Can you share how large your dataset (how many tokens) and batch size was and how many epochs you used? By training slowly, do you mean that you used a small learning rate? If so, what was it?

I've been reading up on batch size and people are all over the place. Some say smaller is better and some say larger is better. Mostly when it comes to gpt2 people say larger is better but there must come a point when increasing the batch size is no longer beneficial (or is it just that you use as large as your memory will allow)?

sillysaurusx · on Dec 5, 2019

In fact, it’s an open question whether larger batch sizes are better. https://twitter.com/jeremyphoward/status/1189643170377658369...

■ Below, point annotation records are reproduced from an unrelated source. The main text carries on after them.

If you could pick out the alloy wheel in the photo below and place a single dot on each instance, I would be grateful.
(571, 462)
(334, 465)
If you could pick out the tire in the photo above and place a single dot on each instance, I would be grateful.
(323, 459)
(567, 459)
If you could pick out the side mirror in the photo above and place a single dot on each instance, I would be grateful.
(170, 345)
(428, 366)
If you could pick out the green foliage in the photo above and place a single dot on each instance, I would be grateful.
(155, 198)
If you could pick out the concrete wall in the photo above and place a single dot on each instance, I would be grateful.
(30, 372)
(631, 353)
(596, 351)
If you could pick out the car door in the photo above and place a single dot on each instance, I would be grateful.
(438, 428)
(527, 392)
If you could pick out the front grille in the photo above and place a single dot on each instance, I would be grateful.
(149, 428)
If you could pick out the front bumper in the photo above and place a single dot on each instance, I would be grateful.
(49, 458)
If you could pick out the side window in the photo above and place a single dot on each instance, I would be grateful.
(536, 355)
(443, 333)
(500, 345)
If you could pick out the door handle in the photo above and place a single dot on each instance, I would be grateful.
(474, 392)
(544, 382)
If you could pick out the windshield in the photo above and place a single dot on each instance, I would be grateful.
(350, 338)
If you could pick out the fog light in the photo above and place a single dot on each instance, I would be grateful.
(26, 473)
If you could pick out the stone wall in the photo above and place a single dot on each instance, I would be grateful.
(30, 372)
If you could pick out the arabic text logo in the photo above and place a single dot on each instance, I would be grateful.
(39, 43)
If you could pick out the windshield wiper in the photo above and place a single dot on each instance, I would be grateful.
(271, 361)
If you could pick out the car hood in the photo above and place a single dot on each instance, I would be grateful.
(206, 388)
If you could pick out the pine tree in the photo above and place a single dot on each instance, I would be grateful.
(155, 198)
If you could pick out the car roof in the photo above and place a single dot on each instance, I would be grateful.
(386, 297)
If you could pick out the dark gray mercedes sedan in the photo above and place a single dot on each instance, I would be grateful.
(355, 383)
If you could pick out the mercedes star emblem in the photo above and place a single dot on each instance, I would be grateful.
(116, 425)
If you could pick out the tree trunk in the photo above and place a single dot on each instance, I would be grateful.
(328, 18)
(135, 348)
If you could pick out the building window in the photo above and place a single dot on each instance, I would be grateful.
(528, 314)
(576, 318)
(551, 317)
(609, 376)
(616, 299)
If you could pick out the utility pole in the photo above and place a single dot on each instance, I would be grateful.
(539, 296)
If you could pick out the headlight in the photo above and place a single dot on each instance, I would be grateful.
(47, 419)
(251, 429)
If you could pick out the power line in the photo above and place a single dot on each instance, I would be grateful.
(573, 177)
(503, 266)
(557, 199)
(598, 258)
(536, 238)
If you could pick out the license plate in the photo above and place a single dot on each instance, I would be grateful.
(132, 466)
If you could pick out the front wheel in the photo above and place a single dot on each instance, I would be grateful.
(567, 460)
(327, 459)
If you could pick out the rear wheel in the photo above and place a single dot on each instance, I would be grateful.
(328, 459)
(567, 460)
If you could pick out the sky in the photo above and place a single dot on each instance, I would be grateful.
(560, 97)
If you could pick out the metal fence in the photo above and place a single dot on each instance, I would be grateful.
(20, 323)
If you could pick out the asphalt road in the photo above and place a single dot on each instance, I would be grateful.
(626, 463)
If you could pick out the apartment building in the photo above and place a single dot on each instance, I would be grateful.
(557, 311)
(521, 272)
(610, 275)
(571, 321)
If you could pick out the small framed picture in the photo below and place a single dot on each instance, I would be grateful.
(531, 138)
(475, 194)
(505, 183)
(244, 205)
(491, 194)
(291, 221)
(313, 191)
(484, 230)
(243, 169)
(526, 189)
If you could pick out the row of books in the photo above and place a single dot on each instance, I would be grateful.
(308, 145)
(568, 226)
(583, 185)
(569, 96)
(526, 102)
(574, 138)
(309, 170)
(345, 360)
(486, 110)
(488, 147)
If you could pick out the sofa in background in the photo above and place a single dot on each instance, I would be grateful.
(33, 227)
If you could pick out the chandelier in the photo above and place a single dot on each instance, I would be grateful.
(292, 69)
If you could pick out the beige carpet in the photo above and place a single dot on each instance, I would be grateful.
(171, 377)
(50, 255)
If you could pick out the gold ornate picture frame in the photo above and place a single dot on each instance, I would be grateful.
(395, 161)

Seconding all of your questions! Details about successful 1.5B training is really hard to come by.

In case it’s helpful, here are some details of how a Chinese 1.5b GPT-2 was trained: https://github.com/imcaspar/gpt2-ml

It looks like they used a batch size of 2 on a TPUv3-256 pod. It took 50 hours and 99,000 training steps, which seems like about 1.3 examples per second.

siweizzz · on Dec 5, 2019

Agreed there doesn’t seem to be a consensus. Thanks for the links

nickwalton00 · on Dec 5, 2019

Had to go check my training file to remember.

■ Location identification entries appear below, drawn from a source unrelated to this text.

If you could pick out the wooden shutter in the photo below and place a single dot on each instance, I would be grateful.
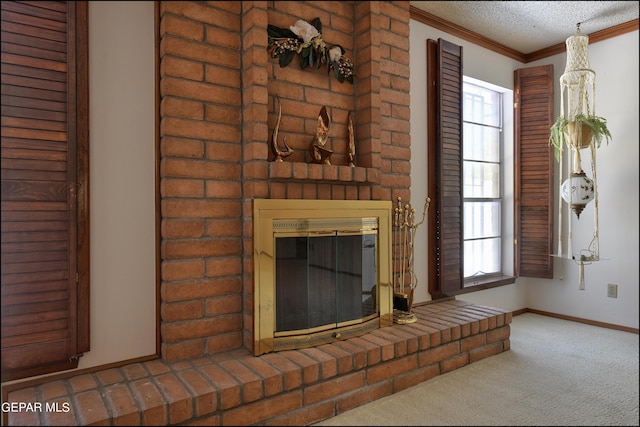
(534, 188)
(44, 166)
(444, 105)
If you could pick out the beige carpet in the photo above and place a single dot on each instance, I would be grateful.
(557, 372)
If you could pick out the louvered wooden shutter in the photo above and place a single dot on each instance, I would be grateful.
(534, 188)
(41, 118)
(444, 104)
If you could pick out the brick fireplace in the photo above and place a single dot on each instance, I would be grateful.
(218, 110)
(218, 90)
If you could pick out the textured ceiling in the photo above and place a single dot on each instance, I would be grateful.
(529, 26)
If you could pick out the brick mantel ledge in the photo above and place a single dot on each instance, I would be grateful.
(296, 387)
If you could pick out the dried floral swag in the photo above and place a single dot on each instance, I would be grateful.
(305, 39)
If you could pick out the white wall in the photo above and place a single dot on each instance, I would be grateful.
(616, 64)
(122, 181)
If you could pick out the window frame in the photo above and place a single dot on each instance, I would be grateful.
(532, 173)
(506, 190)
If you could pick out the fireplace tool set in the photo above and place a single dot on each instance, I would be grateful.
(404, 277)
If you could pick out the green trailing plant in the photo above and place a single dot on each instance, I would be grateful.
(563, 131)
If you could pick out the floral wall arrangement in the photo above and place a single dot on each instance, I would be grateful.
(305, 40)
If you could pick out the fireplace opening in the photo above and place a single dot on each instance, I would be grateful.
(322, 271)
(324, 281)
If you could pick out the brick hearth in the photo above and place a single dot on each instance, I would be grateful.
(297, 387)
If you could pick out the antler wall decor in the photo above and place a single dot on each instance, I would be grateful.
(277, 152)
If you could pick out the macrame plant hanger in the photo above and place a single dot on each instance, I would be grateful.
(577, 98)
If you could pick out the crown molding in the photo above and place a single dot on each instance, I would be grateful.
(465, 34)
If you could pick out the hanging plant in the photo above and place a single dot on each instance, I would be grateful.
(305, 39)
(563, 132)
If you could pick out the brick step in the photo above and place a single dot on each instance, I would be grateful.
(297, 387)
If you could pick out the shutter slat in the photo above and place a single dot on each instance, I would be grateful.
(534, 172)
(39, 303)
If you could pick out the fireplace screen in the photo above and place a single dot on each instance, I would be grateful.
(322, 271)
(324, 280)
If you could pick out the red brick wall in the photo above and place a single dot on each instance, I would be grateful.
(218, 109)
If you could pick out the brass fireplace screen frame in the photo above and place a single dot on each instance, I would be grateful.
(274, 216)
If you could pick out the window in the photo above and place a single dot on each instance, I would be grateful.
(482, 182)
(481, 235)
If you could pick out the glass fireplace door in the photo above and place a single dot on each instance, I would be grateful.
(324, 280)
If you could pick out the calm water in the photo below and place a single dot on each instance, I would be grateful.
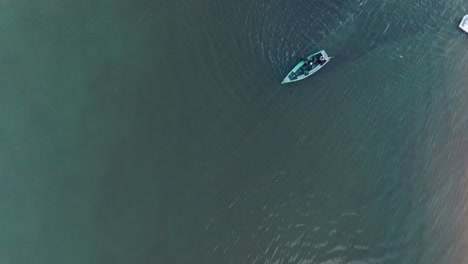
(158, 132)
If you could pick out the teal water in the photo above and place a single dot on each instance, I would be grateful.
(158, 132)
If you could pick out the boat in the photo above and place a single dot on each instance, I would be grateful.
(307, 67)
(464, 24)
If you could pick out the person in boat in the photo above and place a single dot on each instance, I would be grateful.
(322, 59)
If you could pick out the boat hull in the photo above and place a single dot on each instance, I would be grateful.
(464, 24)
(302, 71)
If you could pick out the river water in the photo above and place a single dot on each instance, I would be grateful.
(158, 132)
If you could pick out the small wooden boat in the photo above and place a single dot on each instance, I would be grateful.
(307, 67)
(464, 24)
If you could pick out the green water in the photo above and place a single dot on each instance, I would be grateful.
(158, 132)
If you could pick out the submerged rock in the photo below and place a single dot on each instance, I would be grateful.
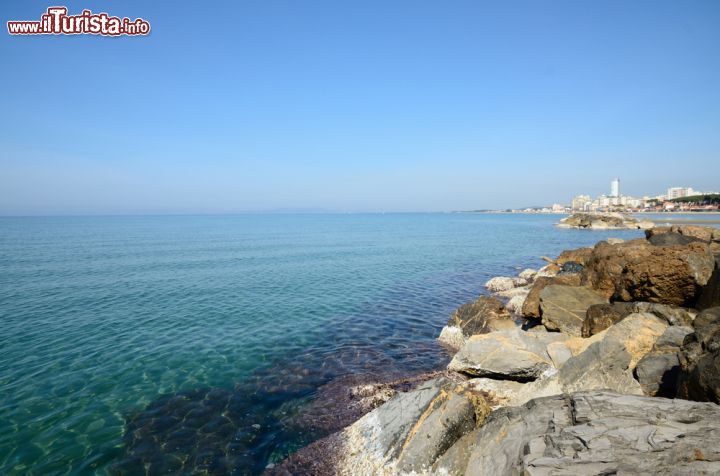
(408, 433)
(511, 355)
(484, 315)
(503, 283)
(597, 432)
(563, 308)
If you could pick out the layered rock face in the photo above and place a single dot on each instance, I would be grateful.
(588, 433)
(604, 221)
(576, 390)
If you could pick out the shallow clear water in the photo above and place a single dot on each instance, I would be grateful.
(114, 330)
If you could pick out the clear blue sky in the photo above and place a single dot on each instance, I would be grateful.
(361, 106)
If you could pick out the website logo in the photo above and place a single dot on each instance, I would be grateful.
(56, 21)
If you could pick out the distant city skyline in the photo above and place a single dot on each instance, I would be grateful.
(373, 106)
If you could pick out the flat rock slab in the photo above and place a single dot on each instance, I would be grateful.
(509, 354)
(588, 433)
(564, 307)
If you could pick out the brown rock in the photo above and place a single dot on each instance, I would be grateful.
(580, 255)
(638, 271)
(531, 306)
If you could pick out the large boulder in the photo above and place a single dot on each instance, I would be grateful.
(710, 295)
(700, 359)
(506, 355)
(604, 221)
(608, 362)
(671, 239)
(601, 316)
(563, 308)
(486, 314)
(596, 432)
(658, 371)
(531, 305)
(638, 271)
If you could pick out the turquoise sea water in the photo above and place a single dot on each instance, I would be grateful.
(191, 343)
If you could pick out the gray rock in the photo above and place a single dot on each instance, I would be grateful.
(700, 359)
(658, 370)
(563, 308)
(511, 355)
(449, 416)
(595, 432)
(571, 267)
(671, 239)
(710, 295)
(486, 314)
(607, 362)
(601, 316)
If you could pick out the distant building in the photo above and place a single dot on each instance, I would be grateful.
(679, 192)
(581, 202)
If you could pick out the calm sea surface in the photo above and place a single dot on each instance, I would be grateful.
(192, 343)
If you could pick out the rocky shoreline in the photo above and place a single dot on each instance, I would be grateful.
(604, 361)
(604, 221)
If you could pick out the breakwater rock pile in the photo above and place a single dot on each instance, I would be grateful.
(604, 221)
(605, 361)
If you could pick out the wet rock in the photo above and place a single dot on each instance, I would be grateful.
(710, 295)
(344, 400)
(571, 267)
(604, 221)
(449, 416)
(484, 315)
(497, 393)
(601, 316)
(549, 270)
(658, 370)
(503, 283)
(531, 306)
(596, 432)
(578, 255)
(563, 308)
(638, 271)
(527, 274)
(512, 355)
(700, 359)
(405, 434)
(515, 303)
(671, 239)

Datasize: Around 30 MB, so around ~8000000 token? Can't remember exactly Learning Rate: was 1e-4, so I guess not that slow. I trained for around 1000 steps, but ended up liking the model from step 550. Which I think ended up at around 2 full passes through my data.

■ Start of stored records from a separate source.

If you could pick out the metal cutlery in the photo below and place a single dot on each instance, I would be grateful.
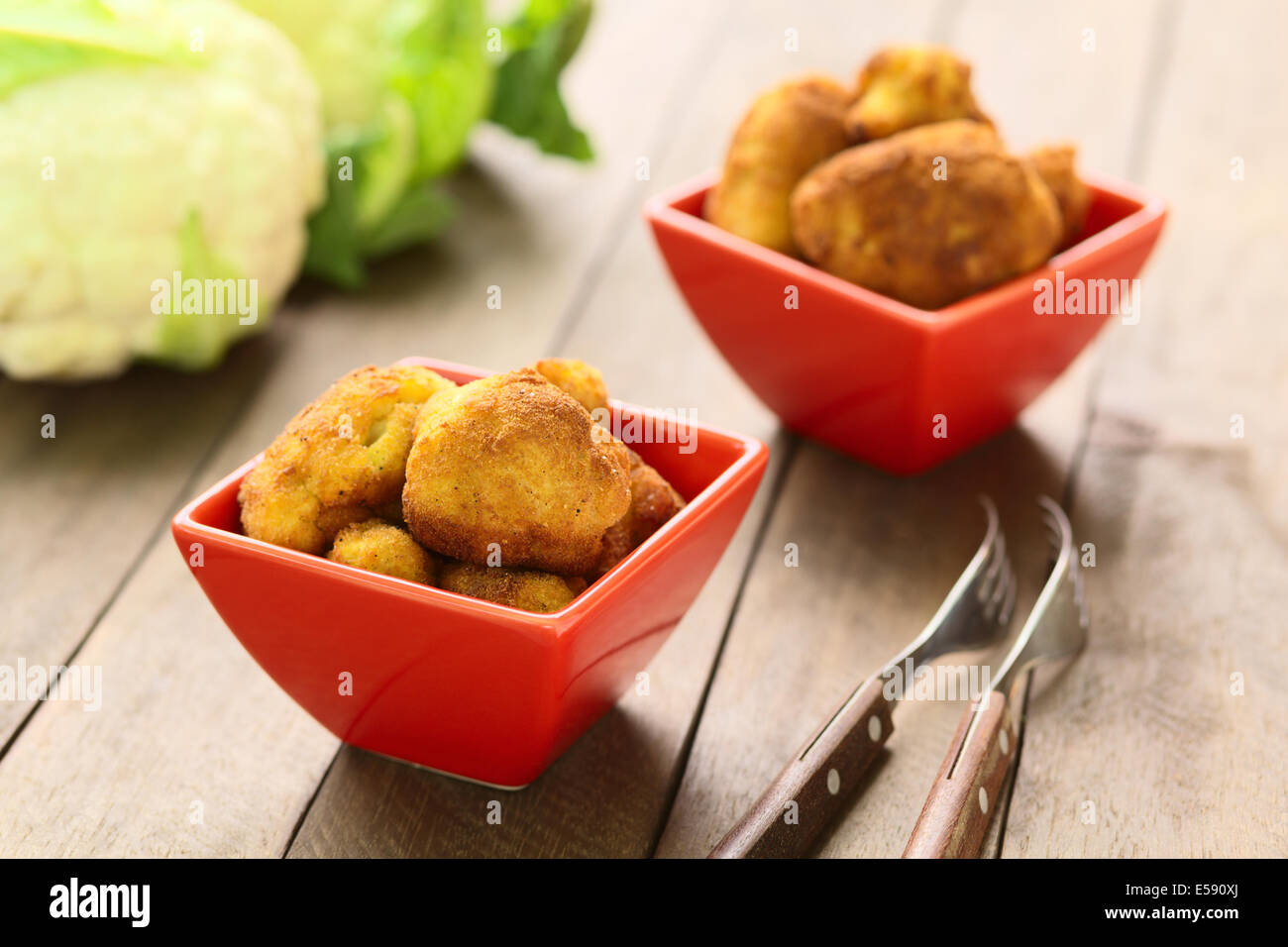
(791, 813)
(965, 792)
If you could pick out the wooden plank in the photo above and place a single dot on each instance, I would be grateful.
(609, 793)
(187, 715)
(1142, 749)
(80, 508)
(877, 554)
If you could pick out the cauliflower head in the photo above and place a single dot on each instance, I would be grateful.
(141, 141)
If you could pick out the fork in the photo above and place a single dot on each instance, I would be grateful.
(791, 813)
(957, 810)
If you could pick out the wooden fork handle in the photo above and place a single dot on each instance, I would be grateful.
(966, 789)
(814, 787)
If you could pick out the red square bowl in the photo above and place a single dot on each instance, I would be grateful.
(458, 684)
(897, 386)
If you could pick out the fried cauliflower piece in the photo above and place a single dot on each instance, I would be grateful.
(339, 460)
(881, 217)
(513, 460)
(527, 589)
(380, 547)
(1056, 165)
(787, 131)
(583, 381)
(903, 86)
(653, 501)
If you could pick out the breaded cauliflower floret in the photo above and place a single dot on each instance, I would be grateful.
(583, 381)
(340, 459)
(380, 547)
(879, 215)
(905, 86)
(510, 466)
(653, 501)
(527, 589)
(1056, 165)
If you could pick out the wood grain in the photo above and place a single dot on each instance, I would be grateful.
(187, 715)
(877, 554)
(967, 788)
(1145, 746)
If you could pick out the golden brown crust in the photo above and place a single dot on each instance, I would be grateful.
(583, 381)
(653, 502)
(905, 86)
(1056, 165)
(380, 547)
(509, 464)
(527, 589)
(879, 215)
(787, 131)
(339, 459)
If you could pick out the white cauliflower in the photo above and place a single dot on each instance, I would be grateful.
(140, 140)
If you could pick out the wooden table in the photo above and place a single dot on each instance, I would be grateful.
(1167, 737)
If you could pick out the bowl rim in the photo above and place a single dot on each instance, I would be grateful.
(661, 209)
(754, 454)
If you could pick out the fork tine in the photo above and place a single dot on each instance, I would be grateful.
(1009, 607)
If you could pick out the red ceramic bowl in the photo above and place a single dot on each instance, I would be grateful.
(868, 375)
(463, 685)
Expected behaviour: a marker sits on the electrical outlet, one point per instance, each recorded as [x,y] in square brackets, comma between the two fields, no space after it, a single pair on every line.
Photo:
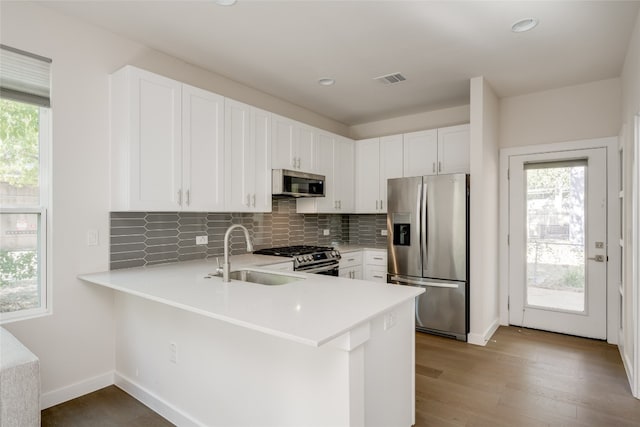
[173,352]
[92,237]
[389,321]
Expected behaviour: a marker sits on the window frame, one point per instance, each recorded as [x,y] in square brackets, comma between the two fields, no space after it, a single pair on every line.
[44,235]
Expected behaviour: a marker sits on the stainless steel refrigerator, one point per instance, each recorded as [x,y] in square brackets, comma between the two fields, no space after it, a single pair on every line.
[428,229]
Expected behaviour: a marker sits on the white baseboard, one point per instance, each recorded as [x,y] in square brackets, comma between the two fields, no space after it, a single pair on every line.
[156,403]
[63,394]
[483,339]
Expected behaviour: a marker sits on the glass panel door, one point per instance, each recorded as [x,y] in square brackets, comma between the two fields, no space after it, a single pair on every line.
[555,236]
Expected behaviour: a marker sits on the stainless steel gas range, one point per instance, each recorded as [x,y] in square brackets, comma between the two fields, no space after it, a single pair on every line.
[308,259]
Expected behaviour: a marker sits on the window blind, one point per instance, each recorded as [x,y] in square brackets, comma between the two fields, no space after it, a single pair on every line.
[25,77]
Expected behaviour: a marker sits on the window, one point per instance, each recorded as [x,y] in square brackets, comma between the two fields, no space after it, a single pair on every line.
[24,184]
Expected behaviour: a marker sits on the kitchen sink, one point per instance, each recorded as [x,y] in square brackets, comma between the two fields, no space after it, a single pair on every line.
[262,277]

There probably is a point where increasing batch size is no longer helpful, my batch size was 32. When I had it lower I had issues with memorization/bias towards particular parts of the training data that it had most recently trained on.

siweizzz · on Dec 5, 2019

Thanks, good to have this data point. I’ve been training a roughly similarly sized dataset for many 10s of ks of steps (but on 355m). Wondering if I need so many steps.

gwern · on Dec 6, 2019

Only 30MB? If it's based on text adventures, can't you get way more data than that?

nickwalton00 · on Dec 6, 2019

I scraped a bunch of stories from chooseyourstory.com but I did curate them to make sure they had the right second person format. I couldn't really anywhere else that had a consistent format that would make scraping easy enough.